Facebook shutdown shows how complacent we’ve become with the tech monopoly

Monopolies work – until they don’t

No-one can have failed to notice the six hour-long outage of three of the world’s largest platforms: Facebook, Instagram, and WhatsApp. Mark Zuckerberg lost $7 billion as Facebook stock plunged in the biggest outage for the site since 2008. Even before the outage, it was a tough month for the tech giant; on the same day, a whistleblower went on 60 Minutes to accuse Facebook of failing to adequately protect its users. Two weeks earlier, internal documents from Instagram revealed that the company is aware that the platform has detrimental effects on the mental health of teenage girls.

All our eggs in one basket

Negative press aside, the extended outage also had a massive impact on the millions of businesses that use Facebook’s advertising products every day. Analysis by Snopes suggested that the shutdown of Facebook, Instagram, and WhatsApp platforms meant an estimated loss of more than $645 million to the global economy. Facebook controls more than 80% of global social ad spending, 30% of mobile ad spending, and 20% of digital ad spend in general. Facebook and its services are no longer simply social media – they’re a vital part of our economic infrastructure, and Monday’s catastrophic blackout clearly illustrates the risk of putting all our proverbial eggs in one basket.

As of October 5th, all three platforms are back online. But how should businesses plan for the next time?

SMEs at risk from over-reliance on a single platform

As with any investment, a diversified portfolio helps to limit risk. While large multinationals typically purchase advertising from multiple publishers in a number of ways (programmatic, self-serve, white-glove), SMEs tend towards Facebook and Google as a straightforward and (usually) reliable advertising market. For such businesses, it’s worth considering a broader mix of publishers to buy ad space from.
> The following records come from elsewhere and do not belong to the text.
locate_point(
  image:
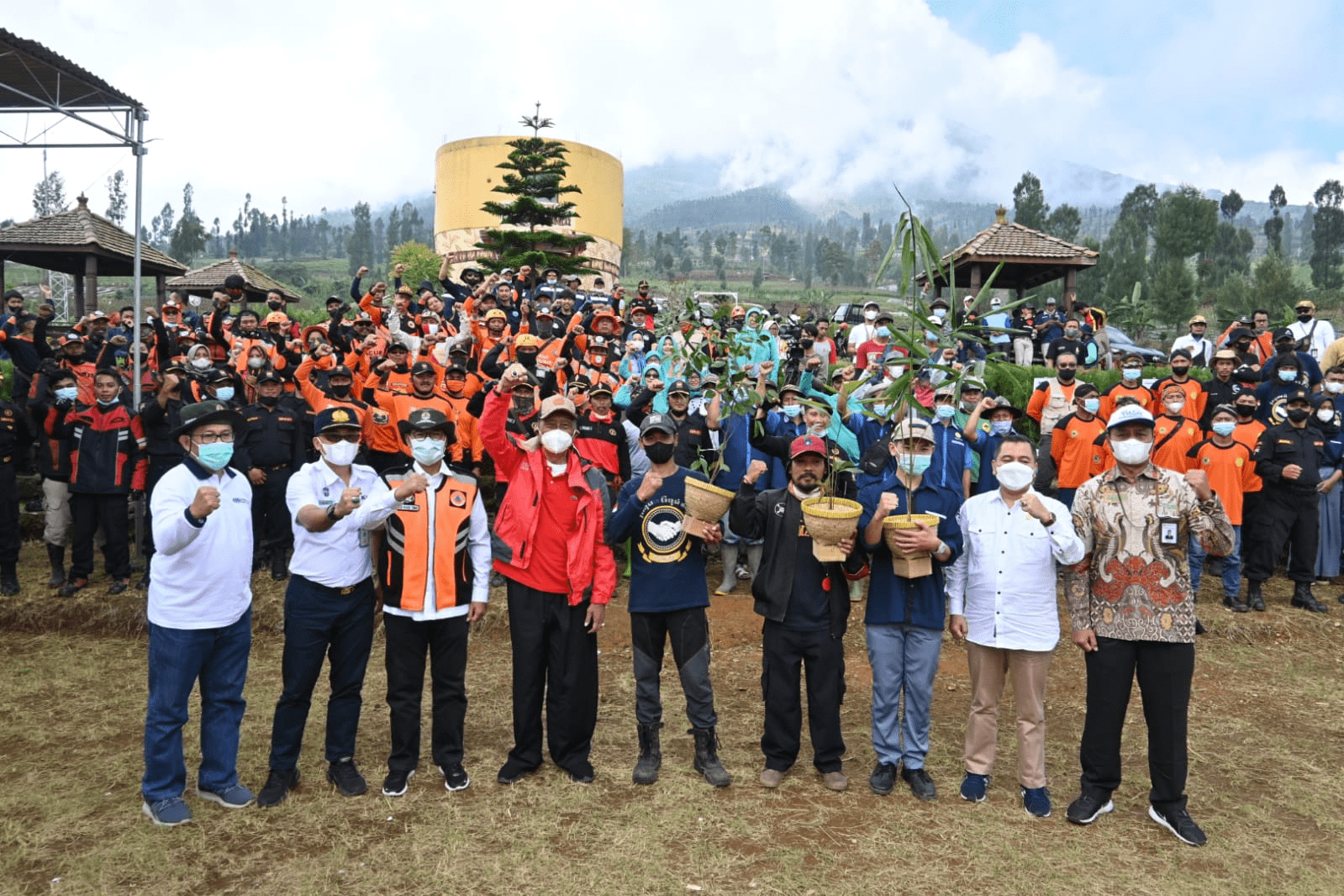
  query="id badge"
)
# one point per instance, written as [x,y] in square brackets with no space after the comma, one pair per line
[1168,531]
Self-serve – an alternative solution

While Facebook was losing around $66 million in advertising revenue, other publishers were raking it in as usual. Platforms like Reddit, TikTok, Spotify, SoundCloud, Tripadvisor, and news publishers like The Atlantic, Bloomberg, News Corp, The Washington Post, and The New York Post have all embraced self-serve advertising in recent years. 
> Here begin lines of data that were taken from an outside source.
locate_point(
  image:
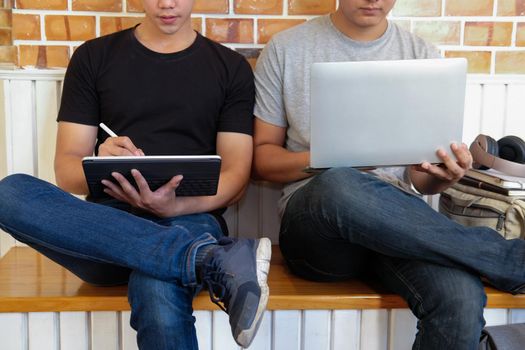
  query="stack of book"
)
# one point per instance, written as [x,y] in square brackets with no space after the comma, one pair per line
[495,181]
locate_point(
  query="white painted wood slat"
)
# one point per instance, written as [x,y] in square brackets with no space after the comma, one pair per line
[104,327]
[286,333]
[43,330]
[493,110]
[316,329]
[74,330]
[346,329]
[46,128]
[128,334]
[13,331]
[374,330]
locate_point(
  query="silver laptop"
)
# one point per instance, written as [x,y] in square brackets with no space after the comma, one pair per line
[385,113]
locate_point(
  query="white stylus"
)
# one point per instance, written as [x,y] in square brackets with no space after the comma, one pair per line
[108,130]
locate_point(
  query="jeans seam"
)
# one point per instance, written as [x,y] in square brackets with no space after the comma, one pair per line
[409,286]
[31,239]
[189,278]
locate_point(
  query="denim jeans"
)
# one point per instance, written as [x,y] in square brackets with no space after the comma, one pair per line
[107,246]
[347,224]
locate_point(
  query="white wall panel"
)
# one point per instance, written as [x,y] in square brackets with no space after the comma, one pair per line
[316,330]
[22,126]
[493,110]
[128,334]
[287,330]
[104,327]
[402,329]
[517,316]
[374,330]
[248,212]
[472,116]
[515,124]
[13,331]
[346,329]
[46,112]
[222,334]
[203,325]
[263,339]
[43,330]
[269,216]
[74,330]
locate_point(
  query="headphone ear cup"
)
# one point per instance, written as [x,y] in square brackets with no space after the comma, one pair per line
[492,148]
[512,148]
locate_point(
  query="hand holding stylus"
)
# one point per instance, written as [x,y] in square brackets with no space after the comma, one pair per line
[117,145]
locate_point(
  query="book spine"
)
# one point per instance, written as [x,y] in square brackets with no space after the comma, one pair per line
[483,185]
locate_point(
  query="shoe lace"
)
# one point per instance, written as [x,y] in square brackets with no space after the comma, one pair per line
[217,280]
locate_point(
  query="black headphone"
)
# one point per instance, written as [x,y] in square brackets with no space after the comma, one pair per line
[506,155]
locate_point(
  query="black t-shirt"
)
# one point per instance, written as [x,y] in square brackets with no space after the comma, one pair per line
[166,103]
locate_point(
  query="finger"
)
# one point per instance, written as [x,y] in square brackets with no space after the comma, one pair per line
[171,185]
[126,146]
[463,155]
[439,172]
[111,147]
[449,163]
[115,195]
[114,190]
[141,182]
[127,188]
Self-serve is essentially the same advertising sales model pioneered by Facebook and Google, where ad space is sold automatically on a Shopify-like platform. Brand-owned self-serve platforms offer first-party audiences (increasingly valuable as the cookie crumbles) and offer a far greater degree of control to the publisher. An advertiser might purchase ad space at Roku, Tripadvisor, and The New York Post – and if one goes down, they can quickly pivot their spending towards the others. If all their creatives, audiences and spending are directed at Facebook and that platform goes down again, that’s their entire advertising put on hold. Zero spend, zero conversions. By purchasing ads directly from multiple publishers, businesses protect themselves against being fully dependent on a single provider.

Facebook, Google and Amazon will remain vital tools for most businesses – that’s inevitable, as things stand right now. But relying exclusively on those solutions is a dangerous and short-sighted approach – and we’ve only just begun to see the downsides.